The estimated clustering structure is particularly useful for the profiling problem. The 5 estimated clusters correspond to diverse typologies of donors, as highlighted by the covariates associated with each cluster. Therefore, according to our analysis, donor recruitment campaigns should be directed toward the older donors identified by Cluster 1, since they can guarantee high donation frequency and continuity over the years. These campaigns could be organized, for instance, by setting up mobile healthcare facilities for blood donations near the working sites where we expect to find individuals belonging to Cluster 1 (eg, big companies with old employees).
5 DISCUSSION
In this work, we propose a regression model for gap times of recurrent events, where parameterization includes the partition |$\rho _n$| of the blood donors through cluster-specific random effects modeled as a PPMx-mixt. We assume a skew-normal conditional distribution for the logarithm of gap times between blood donations from AVIS. The prior we fix for |$\rho _n$| encompasses covariate information, encouraging two individuals to be co-clustered if they have similar covariate values. We have seen that including covariate information in a similarity function improves the posterior predictive performance and helps interpret the estimated clusters in terms of covariates. By introducing a latent variable |$u\gt 0$|, we can express the cohesion function in the prior, and hence the whole prior for the random partition of the sample, as a mixture of PPMx. We propose three examples of similarity functions, emphasizing their properties and their effects on the posterior predictive distribution of the model.

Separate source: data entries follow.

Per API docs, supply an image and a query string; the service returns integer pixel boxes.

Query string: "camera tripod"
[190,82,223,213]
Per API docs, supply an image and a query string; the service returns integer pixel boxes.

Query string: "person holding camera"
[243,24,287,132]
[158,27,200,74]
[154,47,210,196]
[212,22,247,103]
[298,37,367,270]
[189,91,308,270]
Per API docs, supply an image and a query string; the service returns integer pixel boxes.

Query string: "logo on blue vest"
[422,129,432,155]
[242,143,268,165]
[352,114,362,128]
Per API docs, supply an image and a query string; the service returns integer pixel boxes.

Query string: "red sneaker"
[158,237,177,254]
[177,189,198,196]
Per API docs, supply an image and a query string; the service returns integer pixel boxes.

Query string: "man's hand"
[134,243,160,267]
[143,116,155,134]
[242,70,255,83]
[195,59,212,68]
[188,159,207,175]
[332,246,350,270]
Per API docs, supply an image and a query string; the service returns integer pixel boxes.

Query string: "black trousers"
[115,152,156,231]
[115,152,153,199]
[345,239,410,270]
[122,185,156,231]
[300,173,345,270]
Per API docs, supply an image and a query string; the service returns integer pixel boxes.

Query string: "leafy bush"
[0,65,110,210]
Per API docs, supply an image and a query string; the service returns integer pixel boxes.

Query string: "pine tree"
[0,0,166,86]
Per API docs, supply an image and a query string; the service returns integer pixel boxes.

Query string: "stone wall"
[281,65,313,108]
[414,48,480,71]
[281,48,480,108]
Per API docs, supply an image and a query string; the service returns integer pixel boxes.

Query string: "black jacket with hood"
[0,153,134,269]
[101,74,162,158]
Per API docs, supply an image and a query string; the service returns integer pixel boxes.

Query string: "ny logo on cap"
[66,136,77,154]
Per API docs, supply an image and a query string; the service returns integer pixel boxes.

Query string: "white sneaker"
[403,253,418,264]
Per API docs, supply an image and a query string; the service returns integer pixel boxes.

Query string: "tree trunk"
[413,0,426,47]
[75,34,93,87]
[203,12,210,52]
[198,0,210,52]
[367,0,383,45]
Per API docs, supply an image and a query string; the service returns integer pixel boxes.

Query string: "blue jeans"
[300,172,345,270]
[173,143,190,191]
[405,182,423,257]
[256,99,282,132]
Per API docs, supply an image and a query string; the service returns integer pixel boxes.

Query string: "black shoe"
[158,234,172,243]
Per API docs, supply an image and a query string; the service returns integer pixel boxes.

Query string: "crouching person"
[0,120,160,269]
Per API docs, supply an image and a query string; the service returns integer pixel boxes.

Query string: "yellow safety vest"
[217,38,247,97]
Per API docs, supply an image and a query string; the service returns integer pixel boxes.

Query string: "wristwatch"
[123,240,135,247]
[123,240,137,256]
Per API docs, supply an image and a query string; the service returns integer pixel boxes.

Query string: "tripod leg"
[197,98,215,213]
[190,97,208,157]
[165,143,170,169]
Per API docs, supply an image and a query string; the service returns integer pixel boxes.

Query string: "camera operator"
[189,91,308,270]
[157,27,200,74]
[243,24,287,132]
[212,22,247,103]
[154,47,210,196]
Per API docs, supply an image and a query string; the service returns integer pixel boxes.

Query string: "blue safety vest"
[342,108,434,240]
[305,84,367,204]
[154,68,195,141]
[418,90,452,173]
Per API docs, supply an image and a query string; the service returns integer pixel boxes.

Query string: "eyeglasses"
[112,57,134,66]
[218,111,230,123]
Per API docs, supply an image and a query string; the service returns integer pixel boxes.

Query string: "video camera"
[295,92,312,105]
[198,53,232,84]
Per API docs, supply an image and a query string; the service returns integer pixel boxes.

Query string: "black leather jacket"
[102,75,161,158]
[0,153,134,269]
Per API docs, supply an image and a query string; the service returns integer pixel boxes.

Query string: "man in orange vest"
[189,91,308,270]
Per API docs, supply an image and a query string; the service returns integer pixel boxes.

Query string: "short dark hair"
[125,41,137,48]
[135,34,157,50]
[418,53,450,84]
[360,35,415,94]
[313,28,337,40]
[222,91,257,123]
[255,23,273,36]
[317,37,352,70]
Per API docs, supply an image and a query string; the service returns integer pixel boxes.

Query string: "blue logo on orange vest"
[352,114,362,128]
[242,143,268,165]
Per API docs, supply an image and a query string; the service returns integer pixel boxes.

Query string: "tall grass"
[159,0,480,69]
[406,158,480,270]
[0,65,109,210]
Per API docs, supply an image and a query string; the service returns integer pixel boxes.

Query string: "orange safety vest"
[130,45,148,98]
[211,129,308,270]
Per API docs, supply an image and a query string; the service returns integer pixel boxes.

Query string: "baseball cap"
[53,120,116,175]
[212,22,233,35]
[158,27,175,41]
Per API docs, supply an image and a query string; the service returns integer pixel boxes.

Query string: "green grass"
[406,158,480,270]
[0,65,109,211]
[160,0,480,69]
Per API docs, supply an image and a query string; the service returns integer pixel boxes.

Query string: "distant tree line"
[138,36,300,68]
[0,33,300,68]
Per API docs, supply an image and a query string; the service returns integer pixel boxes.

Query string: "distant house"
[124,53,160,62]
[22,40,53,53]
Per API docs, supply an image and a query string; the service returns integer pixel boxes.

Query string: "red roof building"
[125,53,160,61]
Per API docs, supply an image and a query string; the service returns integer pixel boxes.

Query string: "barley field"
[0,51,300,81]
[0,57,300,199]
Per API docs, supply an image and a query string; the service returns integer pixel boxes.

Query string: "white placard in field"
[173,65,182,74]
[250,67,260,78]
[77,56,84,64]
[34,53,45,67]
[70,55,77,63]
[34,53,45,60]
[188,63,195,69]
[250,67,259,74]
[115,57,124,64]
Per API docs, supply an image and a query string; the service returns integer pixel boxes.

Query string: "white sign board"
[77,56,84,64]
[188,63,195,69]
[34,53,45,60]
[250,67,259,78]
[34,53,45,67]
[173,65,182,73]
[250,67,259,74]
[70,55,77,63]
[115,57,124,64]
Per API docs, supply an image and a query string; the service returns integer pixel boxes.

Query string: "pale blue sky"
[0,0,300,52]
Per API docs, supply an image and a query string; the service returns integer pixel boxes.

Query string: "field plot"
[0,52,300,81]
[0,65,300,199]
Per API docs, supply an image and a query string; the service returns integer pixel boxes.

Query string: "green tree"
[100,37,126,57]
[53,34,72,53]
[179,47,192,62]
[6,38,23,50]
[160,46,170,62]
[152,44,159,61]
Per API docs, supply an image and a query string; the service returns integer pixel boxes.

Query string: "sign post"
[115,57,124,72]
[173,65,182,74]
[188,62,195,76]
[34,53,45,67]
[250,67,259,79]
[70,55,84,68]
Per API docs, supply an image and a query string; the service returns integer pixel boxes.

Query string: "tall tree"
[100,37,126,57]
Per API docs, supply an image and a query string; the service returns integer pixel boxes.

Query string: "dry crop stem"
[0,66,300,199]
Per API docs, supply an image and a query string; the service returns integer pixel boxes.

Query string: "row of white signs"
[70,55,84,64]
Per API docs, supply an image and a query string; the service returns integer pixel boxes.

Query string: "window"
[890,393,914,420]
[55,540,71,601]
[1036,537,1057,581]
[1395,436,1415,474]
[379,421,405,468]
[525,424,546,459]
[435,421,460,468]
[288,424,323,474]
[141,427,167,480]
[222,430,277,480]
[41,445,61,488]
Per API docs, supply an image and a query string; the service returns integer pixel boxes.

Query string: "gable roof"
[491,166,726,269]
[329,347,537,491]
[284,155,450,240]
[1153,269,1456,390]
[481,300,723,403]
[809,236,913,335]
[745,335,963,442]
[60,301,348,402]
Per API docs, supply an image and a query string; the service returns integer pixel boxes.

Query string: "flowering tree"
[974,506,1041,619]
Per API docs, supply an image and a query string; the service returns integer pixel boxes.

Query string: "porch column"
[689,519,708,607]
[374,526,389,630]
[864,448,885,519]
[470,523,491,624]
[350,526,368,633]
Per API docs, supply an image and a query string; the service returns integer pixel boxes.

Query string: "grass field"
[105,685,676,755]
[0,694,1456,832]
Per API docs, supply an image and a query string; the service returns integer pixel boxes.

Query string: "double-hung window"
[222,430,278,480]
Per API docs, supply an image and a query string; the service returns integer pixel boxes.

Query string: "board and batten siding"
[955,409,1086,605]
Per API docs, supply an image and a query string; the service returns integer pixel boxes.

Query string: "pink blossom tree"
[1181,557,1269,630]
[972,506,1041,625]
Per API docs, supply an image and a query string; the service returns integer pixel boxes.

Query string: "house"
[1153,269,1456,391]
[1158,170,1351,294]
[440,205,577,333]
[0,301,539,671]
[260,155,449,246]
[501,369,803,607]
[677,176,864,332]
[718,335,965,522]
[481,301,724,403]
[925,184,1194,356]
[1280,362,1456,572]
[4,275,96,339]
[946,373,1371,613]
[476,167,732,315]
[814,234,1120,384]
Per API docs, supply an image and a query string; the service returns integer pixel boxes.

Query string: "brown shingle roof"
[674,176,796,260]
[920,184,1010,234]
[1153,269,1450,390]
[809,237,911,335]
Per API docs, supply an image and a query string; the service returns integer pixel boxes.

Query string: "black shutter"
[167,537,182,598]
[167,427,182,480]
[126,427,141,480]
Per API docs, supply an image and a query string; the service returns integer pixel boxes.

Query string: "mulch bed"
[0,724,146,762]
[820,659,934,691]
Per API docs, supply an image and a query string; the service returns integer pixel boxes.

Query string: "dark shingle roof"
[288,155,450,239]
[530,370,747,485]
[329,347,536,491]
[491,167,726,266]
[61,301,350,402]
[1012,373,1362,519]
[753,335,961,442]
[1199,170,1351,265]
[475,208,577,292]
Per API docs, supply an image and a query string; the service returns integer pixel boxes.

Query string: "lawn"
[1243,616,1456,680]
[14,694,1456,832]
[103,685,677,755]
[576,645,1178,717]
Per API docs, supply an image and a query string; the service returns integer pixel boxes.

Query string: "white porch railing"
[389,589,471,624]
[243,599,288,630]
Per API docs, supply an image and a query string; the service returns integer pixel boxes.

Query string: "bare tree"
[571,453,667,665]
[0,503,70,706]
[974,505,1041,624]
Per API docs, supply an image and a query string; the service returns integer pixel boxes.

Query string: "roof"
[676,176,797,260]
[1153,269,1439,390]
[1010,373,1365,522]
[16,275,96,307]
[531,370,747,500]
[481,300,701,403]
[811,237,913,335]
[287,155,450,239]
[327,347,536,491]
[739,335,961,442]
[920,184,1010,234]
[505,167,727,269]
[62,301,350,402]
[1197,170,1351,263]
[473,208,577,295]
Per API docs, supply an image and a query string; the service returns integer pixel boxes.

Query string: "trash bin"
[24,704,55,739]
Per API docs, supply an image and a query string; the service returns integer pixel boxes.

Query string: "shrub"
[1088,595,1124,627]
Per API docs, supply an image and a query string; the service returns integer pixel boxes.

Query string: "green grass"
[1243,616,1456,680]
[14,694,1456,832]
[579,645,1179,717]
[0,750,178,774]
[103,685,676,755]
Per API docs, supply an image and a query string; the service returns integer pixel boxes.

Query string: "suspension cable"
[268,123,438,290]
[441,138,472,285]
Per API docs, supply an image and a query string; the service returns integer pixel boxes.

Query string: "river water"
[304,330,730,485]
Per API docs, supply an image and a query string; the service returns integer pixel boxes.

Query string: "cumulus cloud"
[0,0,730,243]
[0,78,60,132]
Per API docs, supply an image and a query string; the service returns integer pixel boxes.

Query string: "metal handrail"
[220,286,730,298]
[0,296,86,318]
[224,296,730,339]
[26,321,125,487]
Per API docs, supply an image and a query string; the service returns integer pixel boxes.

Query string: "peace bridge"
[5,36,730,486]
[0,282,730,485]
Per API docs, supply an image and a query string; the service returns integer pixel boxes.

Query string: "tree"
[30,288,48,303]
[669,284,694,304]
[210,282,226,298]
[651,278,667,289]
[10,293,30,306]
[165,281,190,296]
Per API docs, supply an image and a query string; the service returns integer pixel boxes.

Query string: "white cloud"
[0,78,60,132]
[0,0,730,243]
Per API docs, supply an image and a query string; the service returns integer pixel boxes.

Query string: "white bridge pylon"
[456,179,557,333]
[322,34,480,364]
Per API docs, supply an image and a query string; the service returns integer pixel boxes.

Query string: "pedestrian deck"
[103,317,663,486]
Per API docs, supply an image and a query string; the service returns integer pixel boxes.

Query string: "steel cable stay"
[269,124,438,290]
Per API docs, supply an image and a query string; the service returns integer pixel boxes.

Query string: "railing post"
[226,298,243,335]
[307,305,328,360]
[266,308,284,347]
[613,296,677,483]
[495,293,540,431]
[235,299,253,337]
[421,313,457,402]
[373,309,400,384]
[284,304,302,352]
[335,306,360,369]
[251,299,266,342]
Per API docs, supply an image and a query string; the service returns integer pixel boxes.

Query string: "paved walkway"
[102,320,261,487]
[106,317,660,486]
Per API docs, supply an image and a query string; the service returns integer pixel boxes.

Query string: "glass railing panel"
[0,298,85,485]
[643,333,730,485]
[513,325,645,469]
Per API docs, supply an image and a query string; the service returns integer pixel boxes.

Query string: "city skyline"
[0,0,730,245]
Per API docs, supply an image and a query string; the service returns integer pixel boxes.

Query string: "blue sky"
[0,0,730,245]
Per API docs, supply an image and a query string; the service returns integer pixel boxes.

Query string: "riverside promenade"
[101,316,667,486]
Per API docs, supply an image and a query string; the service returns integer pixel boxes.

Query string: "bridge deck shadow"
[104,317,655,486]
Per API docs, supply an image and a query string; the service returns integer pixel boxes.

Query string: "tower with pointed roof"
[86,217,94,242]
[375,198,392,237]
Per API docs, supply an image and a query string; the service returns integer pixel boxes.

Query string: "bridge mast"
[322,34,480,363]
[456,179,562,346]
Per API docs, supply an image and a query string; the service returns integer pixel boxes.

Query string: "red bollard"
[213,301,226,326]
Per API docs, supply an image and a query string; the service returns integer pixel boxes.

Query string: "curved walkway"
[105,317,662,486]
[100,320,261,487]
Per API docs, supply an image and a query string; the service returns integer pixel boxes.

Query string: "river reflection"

Cross-validated posterior predictive root mean-squared errors (Web Appendix G) for the AVIS dataset show that the inclusion of the similarity function |$g$| in the prior for the random partition yields a lower value than in the case with no covariates in the prior. We estimate 5 clusters of homogeneous donors. This grouping also helps identify individuals’ characteristics and important features (covariates), supporting profiling for effective campaigns to acquire further donors. Comparison to cluster estimates under the original PPMx formulation (Müller et al., 2011) shows a larger number of clusters for the latter prior, which do not seem easier to explain in terms of covariates. The similarity functions |$g$| that we propose must be calibrated via a parameter |$\lambda$|, and we discuss how to fix it. This is a key parameter that prevents the overpowering effect of covariates on clusters with respect to likelihood.
An interesting characteristic of our model is that, though it clusters donor gap times trajectories, it allows us to interpret the estimated clusters also in terms of other features. In particular, our model considers covariate information: some of the estimated clusters are similar when looking at the response trajectories, but different when looking at the covariates. We believe this aspect is an advantage of all models with covariate-dependent prior for the random partition—including ours—as it allows for greater flexibility and interpretability.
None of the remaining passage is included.